Certes, alors que des rescapés volent des câbles électriques dans l’espoir de les revendre pour assurer leur survie, la présence de policiers est nécessaire. Radio Chine Internationale signalait hier : « l’autre difficulté majeure réside dans les télécommunications. Les secouristes chinois devront avoir recours aux installations de communications de l’équipe anti-émeute. ». Mais la présence de policiers et soldats, alors que la population attend davantage de sauveteurs, de médecins, mais aussi d’Haïtiennes et d’Haïtiens disposant de vivres à distribuer, et non d’avoir à faire avec un personnel étranger qui pourra paraître surabondant ici ou là et singulièrement absent ailleurs, peut engendrer aussi des crispations.

 

Les États-Unis, comme la France et d’autres nations, évacuent en priorité leurs ressortissants le désirant. Le nombre des Étasuniens à Haïti est estimé à environ 45 000. Les États-Unis viennent d’accorder un « statut de protection temporaire » (TPS) de 18 mois aux Haïtiens sans papiers pouvant prouver qu’ils étaient déjà présents sur leur territoire à la date du séisme, le 12 janvier, les futurs arrivants risquant l’expulsion. Les Haïtiens vivant légalement en France espèrent pouvoir accueillir des parents restés au pays et ne pouvant y survivre seuls.
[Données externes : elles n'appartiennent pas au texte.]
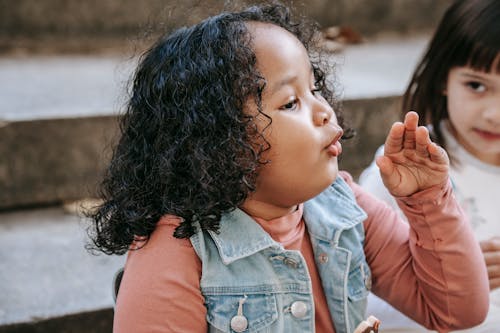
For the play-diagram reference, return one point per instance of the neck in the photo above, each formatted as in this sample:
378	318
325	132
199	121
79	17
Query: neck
265	210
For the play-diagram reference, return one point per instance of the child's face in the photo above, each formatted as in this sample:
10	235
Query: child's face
303	134
474	111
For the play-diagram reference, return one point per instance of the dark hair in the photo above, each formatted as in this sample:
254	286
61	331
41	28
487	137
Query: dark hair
468	35
187	148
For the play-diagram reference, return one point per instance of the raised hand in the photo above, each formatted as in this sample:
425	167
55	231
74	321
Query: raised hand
491	253
411	161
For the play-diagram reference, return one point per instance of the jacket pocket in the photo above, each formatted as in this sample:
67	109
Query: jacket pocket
359	282
259	310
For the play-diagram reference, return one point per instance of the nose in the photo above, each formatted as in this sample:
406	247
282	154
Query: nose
492	112
322	113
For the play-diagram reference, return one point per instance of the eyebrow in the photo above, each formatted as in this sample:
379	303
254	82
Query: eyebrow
480	76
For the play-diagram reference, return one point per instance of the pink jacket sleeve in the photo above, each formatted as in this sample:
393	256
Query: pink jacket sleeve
431	269
160	290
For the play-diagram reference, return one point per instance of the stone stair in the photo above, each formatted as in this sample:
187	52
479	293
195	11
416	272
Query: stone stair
58	120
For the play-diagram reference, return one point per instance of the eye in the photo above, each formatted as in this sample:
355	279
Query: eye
476	86
290	105
316	91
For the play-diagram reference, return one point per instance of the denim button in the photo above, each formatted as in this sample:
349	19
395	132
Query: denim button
299	309
323	258
239	323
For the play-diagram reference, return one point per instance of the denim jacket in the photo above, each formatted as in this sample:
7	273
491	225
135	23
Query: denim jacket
252	284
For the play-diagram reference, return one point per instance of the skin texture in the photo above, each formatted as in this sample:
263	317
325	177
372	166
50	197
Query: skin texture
303	128
474	111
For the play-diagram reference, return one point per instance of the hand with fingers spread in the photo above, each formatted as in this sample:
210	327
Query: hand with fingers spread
411	161
491	253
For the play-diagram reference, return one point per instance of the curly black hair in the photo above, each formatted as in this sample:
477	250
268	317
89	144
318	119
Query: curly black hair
186	147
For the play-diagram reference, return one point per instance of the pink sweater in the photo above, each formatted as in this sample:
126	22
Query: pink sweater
438	276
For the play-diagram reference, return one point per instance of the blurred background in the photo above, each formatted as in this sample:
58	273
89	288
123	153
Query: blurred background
65	66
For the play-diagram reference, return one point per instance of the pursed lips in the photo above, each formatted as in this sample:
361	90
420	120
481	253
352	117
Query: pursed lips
334	147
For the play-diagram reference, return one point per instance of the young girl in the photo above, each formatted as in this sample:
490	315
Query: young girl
456	91
225	188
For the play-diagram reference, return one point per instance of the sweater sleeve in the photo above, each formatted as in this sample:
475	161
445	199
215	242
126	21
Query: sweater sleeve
160	289
431	269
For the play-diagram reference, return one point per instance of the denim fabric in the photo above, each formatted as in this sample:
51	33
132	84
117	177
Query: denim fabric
243	263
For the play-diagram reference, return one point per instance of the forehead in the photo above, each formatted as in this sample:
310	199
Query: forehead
277	50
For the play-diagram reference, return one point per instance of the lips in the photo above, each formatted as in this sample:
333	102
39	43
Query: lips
334	148
487	135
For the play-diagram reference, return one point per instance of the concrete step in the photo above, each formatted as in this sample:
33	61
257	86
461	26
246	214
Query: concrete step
47	277
58	115
53	26
58	120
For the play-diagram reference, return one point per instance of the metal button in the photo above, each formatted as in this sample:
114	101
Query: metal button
291	262
323	258
368	283
239	323
299	309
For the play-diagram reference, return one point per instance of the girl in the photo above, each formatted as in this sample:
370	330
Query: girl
456	90
225	188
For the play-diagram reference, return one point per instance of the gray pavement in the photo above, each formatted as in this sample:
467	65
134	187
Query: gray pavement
75	86
45	271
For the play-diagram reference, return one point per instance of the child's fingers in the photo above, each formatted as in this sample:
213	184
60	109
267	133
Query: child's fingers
386	168
411	123
437	154
394	141
422	141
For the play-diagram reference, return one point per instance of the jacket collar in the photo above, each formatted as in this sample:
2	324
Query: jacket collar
332	211
326	215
Une solidarité raisonnée doit s’exercer et l’aide ne doit pas être découragée par ce qui pourrait se produire en Haïti, et qui pourrait être, aussi, la résultante de certaines actions et menées qu’on veut croire révolues.
Le Devoir de Montréal a publié de nouveau une chronique de l’écrivain haïtien Georges Anglade, mort lors du séisme et Courrier International l’a reprise. Sa conclusion résumait son sentiment sur ce qu’il convenait de faire (et de ne pas refaire) après les émeutes de la faim de 2007 et 2008 : « des solutions radicales qui sortent des petits ajustements quotidiens pour contraindre aux changements de fond, aux indispensables ruptures d’orientation. Et puis après ? Nous savons que nous entrons dans une crise totale, capitale. Mais nous n’avons aucune idée de comment ni de quand nous nous en sortirons. Ni dans quel état. ».